Many longtime internet users will remember receiving pop-up ads warning that their computers were infected with a virus. In nearly all cases, the ad’s specific claims were bogus; the purpose was to scare users into paying for a questionable tech support service or to drive them to a site that would actually infect them with malware.

While browser-based pop-up blockers have largely killed off that particular scam, malicious advertising — or malvertising — is still causing serious damage. Purveyors of malvertisements use an increasingly broad range of techniques to insert malware into ads that run across the web on large advertising networks.

How Malvertising Works

In most cases, threat actors create fake advertisements laden with malware and try to slip them past security checks at large ad networks. These infected ads can then sneak malware onto a web user’s computer, even if he or she doesn’t click on the ad. These so-called drive-by downloads are particularly effective against users who don’t regularly update their software.
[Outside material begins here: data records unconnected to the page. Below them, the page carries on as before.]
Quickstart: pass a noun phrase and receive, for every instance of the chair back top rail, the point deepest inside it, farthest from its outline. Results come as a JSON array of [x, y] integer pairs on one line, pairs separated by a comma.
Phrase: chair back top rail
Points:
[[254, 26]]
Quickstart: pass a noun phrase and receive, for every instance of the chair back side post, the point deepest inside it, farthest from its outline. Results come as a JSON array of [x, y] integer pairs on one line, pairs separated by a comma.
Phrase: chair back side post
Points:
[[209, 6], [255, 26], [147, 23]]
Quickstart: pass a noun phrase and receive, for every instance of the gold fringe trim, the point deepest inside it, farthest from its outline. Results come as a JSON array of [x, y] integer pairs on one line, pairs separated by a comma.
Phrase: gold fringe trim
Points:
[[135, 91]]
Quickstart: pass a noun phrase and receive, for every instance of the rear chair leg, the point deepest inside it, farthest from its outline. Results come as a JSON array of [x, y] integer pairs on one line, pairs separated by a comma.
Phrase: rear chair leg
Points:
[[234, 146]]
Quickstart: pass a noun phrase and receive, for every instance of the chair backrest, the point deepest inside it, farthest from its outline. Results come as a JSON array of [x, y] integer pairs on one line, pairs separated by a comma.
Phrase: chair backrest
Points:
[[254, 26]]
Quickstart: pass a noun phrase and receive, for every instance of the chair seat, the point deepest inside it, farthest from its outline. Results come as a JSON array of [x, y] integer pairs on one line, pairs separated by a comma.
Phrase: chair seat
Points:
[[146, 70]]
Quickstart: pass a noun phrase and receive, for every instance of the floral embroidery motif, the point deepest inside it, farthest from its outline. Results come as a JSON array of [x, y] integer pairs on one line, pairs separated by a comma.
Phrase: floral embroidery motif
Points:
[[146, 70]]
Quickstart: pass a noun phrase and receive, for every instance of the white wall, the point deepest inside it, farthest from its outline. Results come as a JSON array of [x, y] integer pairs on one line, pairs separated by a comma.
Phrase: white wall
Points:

The cost of malvertising is huge: A report from ad verification vendor GeoEdge estimated that the threat costs the online advertising industry more than $1.1 billion a year, and anticipated the cost rising another 20–30 percent in 2019.

Know Your Malvertisers

A lack of transparency in the digital ad supply chain “makes loading malicious ads through legitimate ad networks rather painless,” said Alex Calic, strategic technology partnerships officer for The Media Trust, a vendor of digital advertising and app security products. “The sheer number of ads and the large number of digital partners, many unknown to each other, along the supply chain make tracing the malicious code back to the correct offending party extremely difficult.”

It’s tough for ad brokers to keep up with the threat actors, added Jason Hong, associate professor at Carnegie Mellon’s School of Computer Science.

“It’s a cat-and-mouse game. Ad networks need to scan ad submissions for malware, but it can be really hard because attackers have a really strong economic incentive to keep innovating new ways of spreading malware.”

Call in Back-Up

The online advertising industry needs more processes to check submitted ads, added Corey Nachreiner, chief technology officer (CTO) of network security vendor WatchGuard Technologies.

“There are many web tools and frameworks that can help ad brokers escape or remove certain types of web code, such as JavaScript,” he said. “The brokers simply need to check the HTML ads being submitted to them, and make sure they only have clean content and don’t try to invisibly redirect to any off-site source.”

Ad brokers can also require more information from new customers as a way to validate them, he added. But attackers can hide malware in images and other elements, meaning that security teams may need to do more than simply scan the ads.

“Malvertising campaigns regularly slip under the radar of the advertising networks because they typically aren’t spotted until the first victims speak out, by which point it’s already too late,” said Gavin Hill, vice president of product and strategy for cybersecurity vendor Bromium. “Concealing malware within objects or images within the site, or forcing redirects for certain users, makes it extremely difficult for the advertising networks to spot malicious adverts being delivered.”

Using sophisticated tools to hide the malware in the ads, attackers can create highly targeted malvertising campaigns that fuse cybercrime and targeted marketing, Hill added.

“It’s all too easy for cybercriminals to exploit networks for their own gain,” he said. Threat actors can “deliver malicious code to vulnerable users that don’t suspect a thing.”

Broaden Your Thinking

Hill called for a holistic approach to fighting cybercrime by understanding “how the vast cybercrime economy operates.” Hong agreed.

“It really needs to be an entire community effort in combating malvertising,” he said. “Ad networks are the front line and need to improve their malware detection capabilities. We also need to hit the attackers’ finances, too, making it harder for them to monetize.”

To protect themselves from malvertising, consumers should prioritize patching. Users need to keep their software up to date to protect against malicious ads targeting known vulnerabilities.

“On end-user client side, patch, patch, and patch,” said Oliver Münchow, security evangelist with cybersecurity prevention firm Lucy Security. “And beware of the risks associated with downloads and clicks.”

In the end, maintaining your patching cadence and implementing only necessary and heavily vetted browsing tools should be a part of any routine security program. But keeping an extra eye on malvertising strategies and expanding knowledge of threat campaigns overall should help solidify another wall of the data security fortress.